Director Alex Timbers and his many co-conceivers occasionally trip into self-congratulation. They seem sure that kept sex-slaves on leashes are always brilliantly amusing, and in fact, they are only occasionally so. The actors who find themselves funniest are the least convincing, while the earnest ones like Mr. Grigolia-Rosenbaum and Mr. Larlham succeed. As much as they still exploit puerility, the company is moving inexorably towards sophistication. This production, designed by David Evans Morris with videos by Jake Pinholster, steps up the Freres’s visual game. If Juliet Chia’s lights hadn’t been so close to the bunnies (I kept being distracted by concerns for their comfort), it would have been a clean sweep.

***

29th Street Rep has staked out their territory, marked it, and now does a nice job of defending it. Preferring adrenalized action-drama, the bloodier, the better, the company’s tiny space has hosted a number of ugly bust-ups and brutal confessions. With Brian Dykstra’s “Hiding Behind Comets,” they bring sweaty-palmed suspense back to the stage. In a lean,predatory production,the Rep succeeds in a very macho counterprogramming ploy for a month burdened with Valentine’s Day.

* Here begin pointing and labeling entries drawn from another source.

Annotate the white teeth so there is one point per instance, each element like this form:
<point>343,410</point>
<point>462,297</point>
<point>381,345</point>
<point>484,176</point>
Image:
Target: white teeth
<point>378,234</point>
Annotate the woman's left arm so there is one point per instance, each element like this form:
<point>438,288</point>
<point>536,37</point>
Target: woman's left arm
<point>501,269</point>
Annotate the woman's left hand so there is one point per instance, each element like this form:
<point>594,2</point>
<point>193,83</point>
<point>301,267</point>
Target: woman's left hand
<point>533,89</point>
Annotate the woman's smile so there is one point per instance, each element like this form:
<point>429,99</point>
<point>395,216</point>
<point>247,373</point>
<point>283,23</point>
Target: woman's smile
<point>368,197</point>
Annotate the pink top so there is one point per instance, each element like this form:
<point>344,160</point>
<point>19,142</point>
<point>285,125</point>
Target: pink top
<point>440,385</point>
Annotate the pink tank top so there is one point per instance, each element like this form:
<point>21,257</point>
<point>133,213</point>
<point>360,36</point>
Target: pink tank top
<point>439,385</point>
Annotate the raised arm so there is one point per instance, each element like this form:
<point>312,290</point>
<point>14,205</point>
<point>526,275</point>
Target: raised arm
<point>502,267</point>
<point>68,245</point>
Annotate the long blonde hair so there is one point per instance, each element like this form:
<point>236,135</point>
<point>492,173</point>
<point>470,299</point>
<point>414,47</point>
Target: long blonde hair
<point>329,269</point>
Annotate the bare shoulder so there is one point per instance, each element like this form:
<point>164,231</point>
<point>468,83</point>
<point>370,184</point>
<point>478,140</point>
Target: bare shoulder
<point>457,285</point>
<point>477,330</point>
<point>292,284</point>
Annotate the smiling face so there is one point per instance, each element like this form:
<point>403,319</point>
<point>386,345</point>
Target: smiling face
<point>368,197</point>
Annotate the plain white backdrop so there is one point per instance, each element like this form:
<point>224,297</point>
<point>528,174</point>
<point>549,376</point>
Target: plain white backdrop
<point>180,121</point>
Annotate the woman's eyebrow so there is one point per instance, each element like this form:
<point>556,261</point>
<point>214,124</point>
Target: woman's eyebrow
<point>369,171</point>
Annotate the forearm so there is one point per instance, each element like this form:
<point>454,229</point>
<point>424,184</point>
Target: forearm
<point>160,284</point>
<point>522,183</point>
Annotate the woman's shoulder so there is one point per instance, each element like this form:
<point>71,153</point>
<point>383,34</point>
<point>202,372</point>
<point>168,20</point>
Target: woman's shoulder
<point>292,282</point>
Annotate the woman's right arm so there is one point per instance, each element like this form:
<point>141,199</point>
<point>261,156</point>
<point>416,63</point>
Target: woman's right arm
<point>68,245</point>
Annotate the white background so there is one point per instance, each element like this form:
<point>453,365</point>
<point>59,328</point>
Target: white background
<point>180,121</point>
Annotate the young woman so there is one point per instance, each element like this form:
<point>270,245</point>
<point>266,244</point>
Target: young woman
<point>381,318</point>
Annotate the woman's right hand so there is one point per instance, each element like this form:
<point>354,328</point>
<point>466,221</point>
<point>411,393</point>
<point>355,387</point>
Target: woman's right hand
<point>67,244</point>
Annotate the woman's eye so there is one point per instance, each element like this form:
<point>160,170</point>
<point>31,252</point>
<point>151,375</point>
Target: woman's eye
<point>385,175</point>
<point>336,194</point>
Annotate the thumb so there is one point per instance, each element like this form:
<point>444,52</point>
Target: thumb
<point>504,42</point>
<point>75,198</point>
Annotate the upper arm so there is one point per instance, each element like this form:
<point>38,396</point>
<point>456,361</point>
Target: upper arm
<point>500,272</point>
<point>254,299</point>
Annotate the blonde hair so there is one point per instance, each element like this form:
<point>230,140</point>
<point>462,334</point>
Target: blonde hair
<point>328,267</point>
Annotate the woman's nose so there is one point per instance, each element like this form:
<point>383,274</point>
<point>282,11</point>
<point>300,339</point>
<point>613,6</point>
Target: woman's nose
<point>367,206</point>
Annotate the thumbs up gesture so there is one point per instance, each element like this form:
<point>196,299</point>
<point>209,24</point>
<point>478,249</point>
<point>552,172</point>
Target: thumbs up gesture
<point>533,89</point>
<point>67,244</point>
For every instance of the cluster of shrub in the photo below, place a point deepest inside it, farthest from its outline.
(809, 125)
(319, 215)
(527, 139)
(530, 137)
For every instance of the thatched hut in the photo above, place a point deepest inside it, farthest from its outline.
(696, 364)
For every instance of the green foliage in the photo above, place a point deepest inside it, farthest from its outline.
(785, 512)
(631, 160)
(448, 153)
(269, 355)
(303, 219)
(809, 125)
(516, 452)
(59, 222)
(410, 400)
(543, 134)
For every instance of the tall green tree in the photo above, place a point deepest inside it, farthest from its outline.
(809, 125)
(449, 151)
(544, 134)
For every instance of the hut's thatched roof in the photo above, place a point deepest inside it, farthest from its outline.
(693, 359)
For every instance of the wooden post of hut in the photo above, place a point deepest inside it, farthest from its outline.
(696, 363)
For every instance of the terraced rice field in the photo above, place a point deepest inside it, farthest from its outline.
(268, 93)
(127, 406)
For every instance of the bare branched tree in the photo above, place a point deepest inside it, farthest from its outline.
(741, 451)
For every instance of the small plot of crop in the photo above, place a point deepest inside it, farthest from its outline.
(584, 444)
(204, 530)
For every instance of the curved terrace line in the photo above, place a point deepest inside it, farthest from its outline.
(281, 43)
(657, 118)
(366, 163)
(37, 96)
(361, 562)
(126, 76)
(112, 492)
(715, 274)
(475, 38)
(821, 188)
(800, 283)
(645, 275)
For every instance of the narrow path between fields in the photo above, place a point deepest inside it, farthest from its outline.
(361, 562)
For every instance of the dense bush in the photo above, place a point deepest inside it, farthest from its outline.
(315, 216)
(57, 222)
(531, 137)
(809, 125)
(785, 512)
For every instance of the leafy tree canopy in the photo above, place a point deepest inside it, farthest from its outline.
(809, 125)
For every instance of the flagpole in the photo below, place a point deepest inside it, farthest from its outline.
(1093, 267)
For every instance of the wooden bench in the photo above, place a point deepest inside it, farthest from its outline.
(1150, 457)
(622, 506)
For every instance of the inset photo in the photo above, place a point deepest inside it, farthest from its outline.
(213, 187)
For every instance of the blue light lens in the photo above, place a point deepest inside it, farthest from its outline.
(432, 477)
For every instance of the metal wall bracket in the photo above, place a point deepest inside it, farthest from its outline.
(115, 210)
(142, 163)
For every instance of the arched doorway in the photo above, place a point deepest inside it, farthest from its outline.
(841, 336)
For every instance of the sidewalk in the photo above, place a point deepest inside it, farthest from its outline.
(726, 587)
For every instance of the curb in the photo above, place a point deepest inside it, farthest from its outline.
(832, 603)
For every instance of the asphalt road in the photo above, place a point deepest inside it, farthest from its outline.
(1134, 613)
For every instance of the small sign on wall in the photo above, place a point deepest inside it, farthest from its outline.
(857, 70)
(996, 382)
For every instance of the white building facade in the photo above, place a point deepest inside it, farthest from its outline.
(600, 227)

Mr. Dykstra spins a tight web of suspense out of a narrow premise. On a lonely night near closing time, a stranger walks into a bar. The 22-year-old twins Honey (husky-voiced Moira MacDonald) and Troy (Robert Mollohan) are fighting about when to close up, bickering over Honey’s friend Erin (Amber Gallery),and finishing each other’s sentences. Observing them, the stranger Cole (Dan Moran) coaxes new heights of sexual frankness out of Honey and depths of anger out of Troy, but he does it all in the pursuit of a dangerous game of his own.

Much of the play’s pleasure lies in its startling twists and angry little jabs of revelation, so more plot would ruin its rush. First-time director David Mogentale has a killer instinct with the material – he plumbs his own experience as an accomplished portrayer of murderers. Keeping his cast lethally primed for action at all times, he manages to milk the last drop of dreadful anticipation out of Mr. Dykstra’s script. It helps that his company has such ease portraying physical menace. Mr. Moran has a weird blankness about him that means everything he does comes as a surprise, while the twins entwine so tightly it’s hard to sort them out, one from the other. Don’t miss this little symphony of savagery, but don’t eat immediately before it, either.

“Boozy” at the Ohio Theater until March 5 (66 Wooster Street, between Spring and Broome Streets, 212-868-4444).

“Hiding Behind Comets” until March 13 (212 W. 29th Street, between Seventh and Eighth Avenues, 212-868-4444).